BACKGROUND
Point of Interest (POI) data (e.g., the locations where people are visiting based on their mobile device movement and self-reports) is increasingly being studied in spatial analysis of pressing healthcare issues, such as for assisting with substance use prevention and treatment. However, the task of retrieving accurate healthcare POI information remains complicated, in part, due to the lack of available POI data except from proprietary sources. With the abundance of open-source projects and commercial geographical databases, POI conflation may be a useful method to enrich spatial data attributes and coverage by merging POI records from different sources.
OBJECTIVE
This study outlines a proposed framework for healthcare POI conflation and spatial enrichment that involves a multi-step process.
METHODS
This framework includes the following steps: POI data collection from Open-source Location-Based Services (OLBS), geographic and spatial attributes collection, calculating similarity across datasets, POI matching, spatial attributes enrichment, manual labeling, Quality Control (QC), and a deployable enriched database.

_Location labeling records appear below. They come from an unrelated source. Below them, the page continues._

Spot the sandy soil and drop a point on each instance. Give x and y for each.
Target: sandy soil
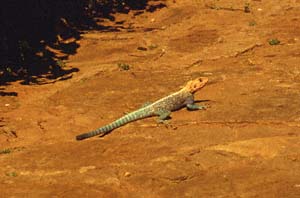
(247, 144)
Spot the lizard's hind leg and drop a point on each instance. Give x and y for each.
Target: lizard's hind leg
(193, 107)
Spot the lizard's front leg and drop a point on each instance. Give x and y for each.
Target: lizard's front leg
(191, 106)
(163, 115)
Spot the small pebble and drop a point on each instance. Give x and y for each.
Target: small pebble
(127, 174)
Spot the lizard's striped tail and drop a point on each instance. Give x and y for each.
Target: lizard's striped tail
(136, 115)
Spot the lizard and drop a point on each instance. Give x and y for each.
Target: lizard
(162, 108)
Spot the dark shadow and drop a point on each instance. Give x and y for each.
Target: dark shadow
(37, 37)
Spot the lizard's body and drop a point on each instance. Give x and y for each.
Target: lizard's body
(161, 108)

We tested the viability of our proposed framework on a drug and substance abuse use case in California, USA.
RESULTS
Based on our findings, our automated approach was able to detect 11,936 unique POIs related to this healthcare tag. Using a proprietary commercial dataset, we found that 38% of their healthcare POIs were substance use-related POI’s (n = 104 number of substance abuse POIs from SafeGraph). In contrast, our framework, which included a much larger number of healthcare POI’s due to our conflation matrix, was composed of 33% substance use-related POI’s (n = 559 number of POIs).
CONCLUSIONS
We conclude that using our proposed framework can provide a larger number of POIs with similar relevance and spatial attributes as proprietary commercial datasets, allowing this method to be low-cost method for studying substance use-related POIs.